During the research, the experts uncovered 70 Chrome Extensions with over 1.7 million installations and presented their findings to Google, which, in turn, conducted its own investigation and identified 430 more malicious browser extensions. All of the offending plugins have since been removed from Chrome Web Store.

“In the case reported here, the Chrome extension creators had specifically made extensions that obfuscated the underlying advertising functionality from users. This was done in order to connect the browser clients to a command and control architecture, exfiltrate private browsing data without the users knowledge, expose the user to risk of exploit through advertising streams, and attempt to evade the Chrome Web Store’s fraud detection mechanisms,” the researchers wrote.

The extensions came as tools that provided promotions and advertising services. All of them had near-identical source code, but differed in the names of functions and the “level of permissions requested on each plugin is similarly high and is identical between them, allowing it to access a large amount of data in the browser.”

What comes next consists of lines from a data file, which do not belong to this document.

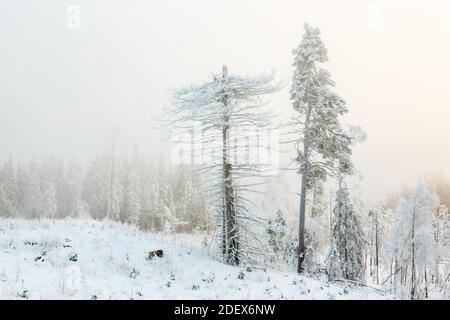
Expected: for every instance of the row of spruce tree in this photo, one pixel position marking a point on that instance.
(132, 190)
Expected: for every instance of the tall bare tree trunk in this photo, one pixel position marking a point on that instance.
(301, 227)
(377, 248)
(413, 259)
(230, 248)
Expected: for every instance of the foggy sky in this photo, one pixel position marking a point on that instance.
(63, 91)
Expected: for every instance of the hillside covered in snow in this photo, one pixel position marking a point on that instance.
(74, 259)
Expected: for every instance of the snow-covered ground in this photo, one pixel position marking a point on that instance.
(75, 259)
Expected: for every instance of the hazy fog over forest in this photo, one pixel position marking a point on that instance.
(64, 90)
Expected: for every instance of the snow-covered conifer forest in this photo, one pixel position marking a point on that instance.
(243, 184)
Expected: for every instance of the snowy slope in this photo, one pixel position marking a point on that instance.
(75, 259)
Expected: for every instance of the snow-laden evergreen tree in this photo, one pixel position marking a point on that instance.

The extensions periodically connected to a domain with the same name as a plugin (e.g.: Mapstrek[.]com or ArcadeYum[.]com) to check for instructions on whether to uninstall themselves from the browser. The plugins then redirected browsers to a hard-coded C2 domain (DTSINCEcom) for further instructions, to receive locations to upload data, advertisement feed lists and the list of redirect domains.

“A large portion of these are benign ad streams, leading to ads such as Macy’s, Dell, or Best Buy. What differentiates it as malvertising and ad fraud rather than legitimate advertising is the large volume of ad content shown, the fact that the user does not see many if not the majority of these ads, and the fact that malicious third-party actors are actively using these streams to redirect the user to malware and phishing,” the report said. 

The researchers said that the campaign has been in operation for at least eight months – since January 2019 – growing rapidly (especially from March through June of 2019) with dozens of new variant plugins released and new domains and infrastructure being stood up monthly. However, based on some evidence, specifically, the creation date of the instruction domains (June 23, 2017), the researchers believe that the campaign may have been active since 2017.